January 29, 2011

an ounce of prevention is a pound of cure.

I’ve been trying to do some preventative maintenance on the automobile, so that we can avoid having some big hits on auto bills. In December, I got an estimate of different things that need to be done with the car. There was enough stuff that just the preventative stuff was going to be almost seven hundred dollars. This is smart, as the car was my wife’s before we were married and she wasn’t that good at keeping up on the regular stuff. When we had the brakes done at about 65,000 miles she had to admit that she had never had the brakes looked at. Then recently, the precipitating incident for the recent car-consciousness, the battery was dying and she want to ignore it. The old battery died on the day we bought the new battery (but before we were able to get it through a painful install).

So- doing some basic things on the car, like alignment and tire rotation and an oil change and nothing should be the problem. I wanted to get the cheap and easy stuff done. However, one tire had been having trouble holding air. Nothing easy here; the problem was bigger than I though. My rim was bent.

My mechanic said we should be able to have the thing fixed, so we took the wheel off. Unthankfully, the wheel is a special kind of aluminum. Aluminum is hard to work with because it is not as flexible as steel, but this wheel is covered in a special kind of plastic glaze that gives it a chrome look. The downside is that you can’t tool the metal without a chance of it breaking and the machine shop must have some sort of insurance reason not to do the work.

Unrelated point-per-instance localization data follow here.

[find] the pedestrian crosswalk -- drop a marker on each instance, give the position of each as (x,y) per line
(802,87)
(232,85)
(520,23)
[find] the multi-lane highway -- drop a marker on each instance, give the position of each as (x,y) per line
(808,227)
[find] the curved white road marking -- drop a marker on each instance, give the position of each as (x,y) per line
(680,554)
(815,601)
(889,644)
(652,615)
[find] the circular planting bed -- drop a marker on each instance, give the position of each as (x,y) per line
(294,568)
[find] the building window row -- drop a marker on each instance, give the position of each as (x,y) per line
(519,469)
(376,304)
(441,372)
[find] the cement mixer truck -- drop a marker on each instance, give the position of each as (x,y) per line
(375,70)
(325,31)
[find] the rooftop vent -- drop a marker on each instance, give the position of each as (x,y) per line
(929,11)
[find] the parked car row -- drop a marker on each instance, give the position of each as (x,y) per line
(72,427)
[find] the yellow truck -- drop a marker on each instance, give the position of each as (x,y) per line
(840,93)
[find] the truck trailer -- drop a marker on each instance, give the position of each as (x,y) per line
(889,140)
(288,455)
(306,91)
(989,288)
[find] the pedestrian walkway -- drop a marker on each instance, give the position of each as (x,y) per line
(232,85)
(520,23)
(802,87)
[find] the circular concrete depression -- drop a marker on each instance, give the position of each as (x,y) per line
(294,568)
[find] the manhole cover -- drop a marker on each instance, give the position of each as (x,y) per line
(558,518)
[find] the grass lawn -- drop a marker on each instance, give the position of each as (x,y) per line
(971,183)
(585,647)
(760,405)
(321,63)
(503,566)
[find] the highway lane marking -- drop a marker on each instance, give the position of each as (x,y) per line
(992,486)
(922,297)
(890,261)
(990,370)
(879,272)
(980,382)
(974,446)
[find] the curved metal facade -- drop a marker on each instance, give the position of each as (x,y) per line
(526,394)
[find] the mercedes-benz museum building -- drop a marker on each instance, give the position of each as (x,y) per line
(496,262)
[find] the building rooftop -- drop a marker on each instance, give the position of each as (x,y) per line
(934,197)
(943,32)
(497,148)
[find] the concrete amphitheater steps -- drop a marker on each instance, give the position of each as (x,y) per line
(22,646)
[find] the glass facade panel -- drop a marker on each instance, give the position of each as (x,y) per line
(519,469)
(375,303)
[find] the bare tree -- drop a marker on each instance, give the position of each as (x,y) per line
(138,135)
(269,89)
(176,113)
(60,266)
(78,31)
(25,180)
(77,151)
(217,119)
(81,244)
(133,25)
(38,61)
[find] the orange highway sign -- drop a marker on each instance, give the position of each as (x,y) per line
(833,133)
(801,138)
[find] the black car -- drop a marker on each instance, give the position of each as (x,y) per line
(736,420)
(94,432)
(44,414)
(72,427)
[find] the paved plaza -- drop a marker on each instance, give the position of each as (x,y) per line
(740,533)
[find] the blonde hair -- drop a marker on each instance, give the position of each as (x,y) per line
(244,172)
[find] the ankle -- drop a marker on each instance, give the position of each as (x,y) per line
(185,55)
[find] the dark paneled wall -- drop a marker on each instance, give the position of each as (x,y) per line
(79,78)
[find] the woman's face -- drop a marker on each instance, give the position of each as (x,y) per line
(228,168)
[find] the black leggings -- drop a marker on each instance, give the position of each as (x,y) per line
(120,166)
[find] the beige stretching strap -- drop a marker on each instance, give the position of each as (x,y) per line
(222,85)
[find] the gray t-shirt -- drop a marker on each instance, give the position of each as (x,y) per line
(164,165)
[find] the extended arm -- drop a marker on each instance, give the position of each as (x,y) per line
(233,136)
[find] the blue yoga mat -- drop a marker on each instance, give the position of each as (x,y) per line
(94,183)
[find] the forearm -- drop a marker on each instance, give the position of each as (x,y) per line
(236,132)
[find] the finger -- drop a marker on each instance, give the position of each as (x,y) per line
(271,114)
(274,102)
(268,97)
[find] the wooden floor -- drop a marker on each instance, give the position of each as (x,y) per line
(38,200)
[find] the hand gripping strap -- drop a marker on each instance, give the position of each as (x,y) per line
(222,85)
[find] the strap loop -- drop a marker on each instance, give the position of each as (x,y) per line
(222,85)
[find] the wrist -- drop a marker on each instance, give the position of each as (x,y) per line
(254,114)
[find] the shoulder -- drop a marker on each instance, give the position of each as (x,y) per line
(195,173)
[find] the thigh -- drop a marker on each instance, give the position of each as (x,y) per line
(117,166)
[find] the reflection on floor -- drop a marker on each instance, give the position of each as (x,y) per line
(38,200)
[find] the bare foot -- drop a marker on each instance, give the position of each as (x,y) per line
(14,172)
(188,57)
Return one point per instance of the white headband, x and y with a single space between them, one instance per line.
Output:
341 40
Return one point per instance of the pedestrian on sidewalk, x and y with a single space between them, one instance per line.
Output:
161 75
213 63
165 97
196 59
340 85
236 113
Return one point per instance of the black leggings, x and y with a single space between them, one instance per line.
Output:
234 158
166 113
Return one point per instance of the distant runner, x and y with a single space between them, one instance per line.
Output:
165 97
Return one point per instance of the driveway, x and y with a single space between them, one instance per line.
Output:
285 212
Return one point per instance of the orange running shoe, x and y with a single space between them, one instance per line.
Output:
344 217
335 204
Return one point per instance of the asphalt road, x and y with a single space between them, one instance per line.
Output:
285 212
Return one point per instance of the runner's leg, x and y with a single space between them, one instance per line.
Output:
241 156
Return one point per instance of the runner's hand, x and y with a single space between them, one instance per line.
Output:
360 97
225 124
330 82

Even the fixing of the wheel would have been expensive. It was estimated for about two hundred at first for the fix. But without being fixed I have to buy a replacement wheel. I could buy one from the junkyard, an aftermarket place, or a dealership. Each choice was about a hundred-dollar step up. I’m waiting on a junkyard to call be back so that I can pay three hundred on top of hundred I paid for the earlier stuff. The lesson: sometimes an ounce of prevention is a pound of cure.